The “intensive meditation” before taking breakfast with his wife gives him the mental clarity to help cope with the quotidian pressures of managing a small team of 10 people. Being so tall and spending so much time at his desk requires vigorous sessions with an exercise ball and stretching bands—followed by a 45-minute cycle into the office on an e-Bike (for the three days per week when not working from home).

Sailing and hiking with his two sons (aged 24 and 21, both have flown the family nest) helps him decompress, and while he struggles to find any alcohol-free beers to his liking, he can at least tolerate non-alcoholic wines. (“It’s a social experiment,” he says. “Against a great glass of Sancerre, sure, it doesn’t taste so good. But it makes a nice change in my diet to water.”) In five years, he hopes Clear will have at least 10 people working in 10 different countries—“Easy,” he adds—and he already has his eyes on a stint in Portugal.

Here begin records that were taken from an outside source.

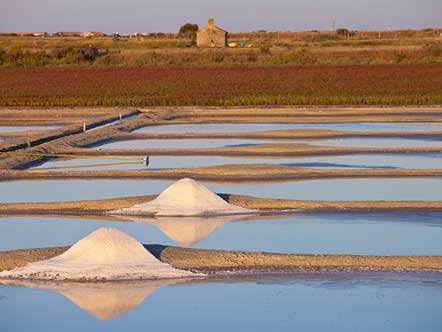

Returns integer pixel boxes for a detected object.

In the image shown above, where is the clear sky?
[0,0,442,33]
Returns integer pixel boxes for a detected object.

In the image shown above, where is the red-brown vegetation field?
[0,65,442,106]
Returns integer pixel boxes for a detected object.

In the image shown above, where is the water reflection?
[0,272,442,322]
[117,216,235,247]
[135,122,442,134]
[0,279,182,320]
[100,139,277,150]
[33,153,442,171]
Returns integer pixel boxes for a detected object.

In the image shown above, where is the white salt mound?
[0,228,197,280]
[108,178,257,216]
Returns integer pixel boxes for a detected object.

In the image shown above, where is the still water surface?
[0,274,442,332]
[0,212,442,255]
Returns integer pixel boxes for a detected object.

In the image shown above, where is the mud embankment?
[0,164,442,183]
[125,129,442,143]
[0,245,442,273]
[0,194,442,215]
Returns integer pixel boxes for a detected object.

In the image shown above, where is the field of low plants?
[0,64,442,106]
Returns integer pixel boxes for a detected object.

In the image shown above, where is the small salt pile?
[0,228,198,280]
[119,216,233,247]
[108,178,257,216]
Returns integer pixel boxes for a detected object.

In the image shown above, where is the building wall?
[196,28,227,47]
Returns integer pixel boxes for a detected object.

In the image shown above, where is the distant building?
[196,18,228,47]
[81,31,104,38]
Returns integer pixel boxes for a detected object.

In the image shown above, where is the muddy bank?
[0,164,442,183]
[122,129,442,140]
[65,143,442,158]
[140,105,442,117]
[0,110,155,169]
[0,194,442,213]
[0,110,137,156]
[0,245,442,273]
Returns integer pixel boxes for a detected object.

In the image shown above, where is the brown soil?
[0,245,442,272]
[0,164,442,183]
[0,194,442,214]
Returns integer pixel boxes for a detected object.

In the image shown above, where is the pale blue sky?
[0,0,442,33]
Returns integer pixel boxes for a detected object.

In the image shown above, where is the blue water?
[134,123,442,134]
[0,212,442,255]
[100,139,275,150]
[0,274,442,332]
[0,178,442,203]
[33,154,442,171]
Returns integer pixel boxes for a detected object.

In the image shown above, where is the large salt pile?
[0,228,197,280]
[109,178,257,216]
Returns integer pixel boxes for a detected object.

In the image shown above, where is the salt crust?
[108,178,258,216]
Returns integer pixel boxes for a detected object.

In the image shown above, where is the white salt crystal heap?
[0,279,181,320]
[0,228,197,280]
[108,178,257,216]
[119,216,233,247]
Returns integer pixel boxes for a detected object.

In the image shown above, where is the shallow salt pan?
[0,228,199,280]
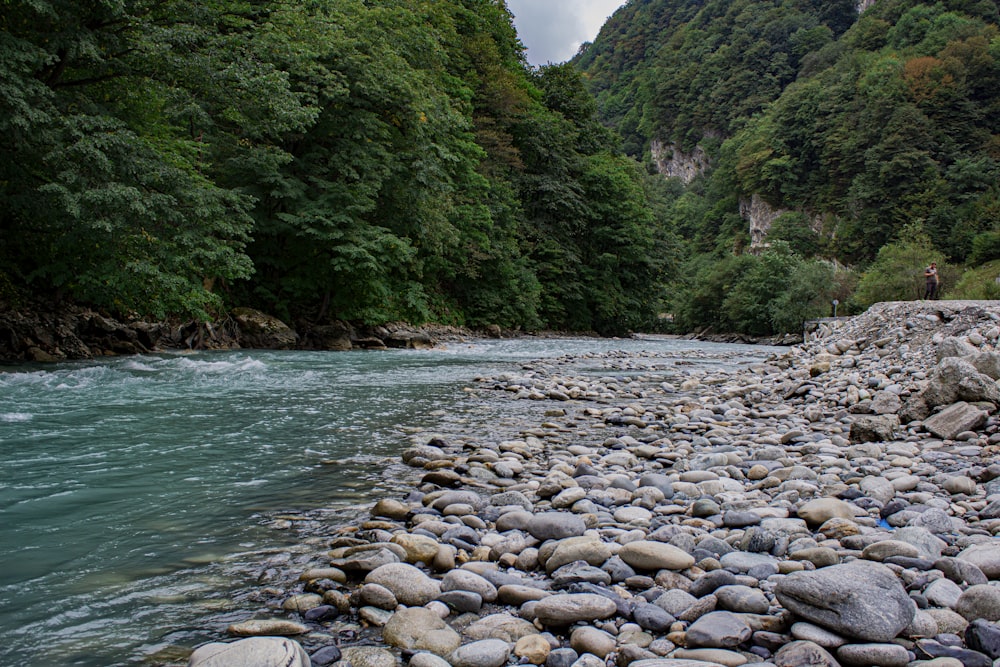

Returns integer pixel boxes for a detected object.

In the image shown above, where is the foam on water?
[0,339,780,667]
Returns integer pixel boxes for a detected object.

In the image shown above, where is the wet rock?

Having successfully negotiated the choppy waters of launching an award-winning healthcare app—not least the frantic eleventh-hour search for a new co-founder—van Dam is bullish about Clear’s place in a diabetes technology market thought to be worth $40 billion in the next decade. There has even been a reunion with Janssens, who recently returned as one of the company’s affiliated scientists and nutrition experts.

“The first three years of Clear were about proving the reasons for our existence,” van Dam says, taking stock. “We’re now clinically approved. We’re almost reimbursed. We help patients. We’re being prescribed. It will work. So it’s no longer about existence. Now it’s about which league we will play in. And I want the Champions League. Finding the right balance is difficult. I don’t know how to strike it yet. But, of course, I will succeed—I’m full of confidence.”